Mel Gibson’s choice to revive the accusation that Jews are guilty of Jesus’s death matters to the world. The libel inspired a multitude of murders, riots and expulsions in the Middle Ages. Thomas of Monmouth, author of the twelfth-century ritual murder narrative The Life of William of Norwich, claimed that Jews needed to kill Christian children in order that their blood might wash out the blood of Christ; later ritual murder charges against the Jews (including the 1255 case in Lincoln) set off massacres.

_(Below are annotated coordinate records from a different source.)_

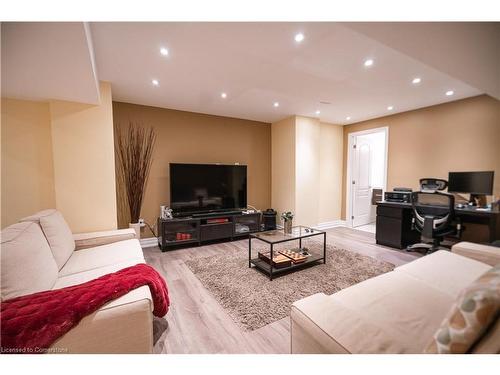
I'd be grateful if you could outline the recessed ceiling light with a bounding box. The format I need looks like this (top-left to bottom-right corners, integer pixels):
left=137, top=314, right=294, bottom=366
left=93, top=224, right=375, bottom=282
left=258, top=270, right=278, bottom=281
left=295, top=33, right=304, bottom=43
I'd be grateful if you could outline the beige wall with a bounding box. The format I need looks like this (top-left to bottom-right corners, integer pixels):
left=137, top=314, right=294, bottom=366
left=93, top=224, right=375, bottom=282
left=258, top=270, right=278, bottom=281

Gibson’s choices to return sources of anti-Judaism that once led to pogroms into the common culture are neither necessary nor neutral. (7)

(1) A Hebrew school teacher once told me never to call Jesus “Christ”, because it would refer to him as Messiah. As the narrative genre of the passion requires Jesus specifically as messiah, the name Christ is appropriate here.
(2) Julian of Norwich, The Shewings of Julian of Norwich, ed. Georgia Ronan Crampton, Kalamazoo: Medieval Institute Publications, 1994, 39, lines 48-50. Available online here.

(3) With the exception of a brief glimpse of a prostitute in Herod’s court, and a bizarrely androgynous Satan, actually played by a woman, who wears clothes mirroring Mary’s, once carries a hairless demon baby in a pose parodying a madonna-and-child, and is associated with a serpent, and, through the serpent, Eve. Also worth considering is the extremely foppish, horrid-wigged and effeminate Herod.
(4) While Sor Maria’s Mary sees the vigil at Gethsemane in a vision, Gibson’s Mary does not; Gibson severely limits the supernatural’s impact upon his film. The presence and occasional absence of the supernatural in The Passion of the Christ is worthy of an entirely different paper.
(5) Julian writes regarding the Jews, “But I saw not so propirly specyfyed the Jewes that deden Hym [i.e. Christ] to ded, notwithstondyn I knew in my feith that thei wer accursid and dampnyd without end, savyng those that converten be grace.” Shewings, lines 1133-1135. She does not exculpate the Jews from deicide, but she does not perceive them in her visions either.
(6) Julian, Shewings, lines 438-439.
(7) I may post on a specific instance of non-riot, non-massacre use of deicide imagery in medieval England... later.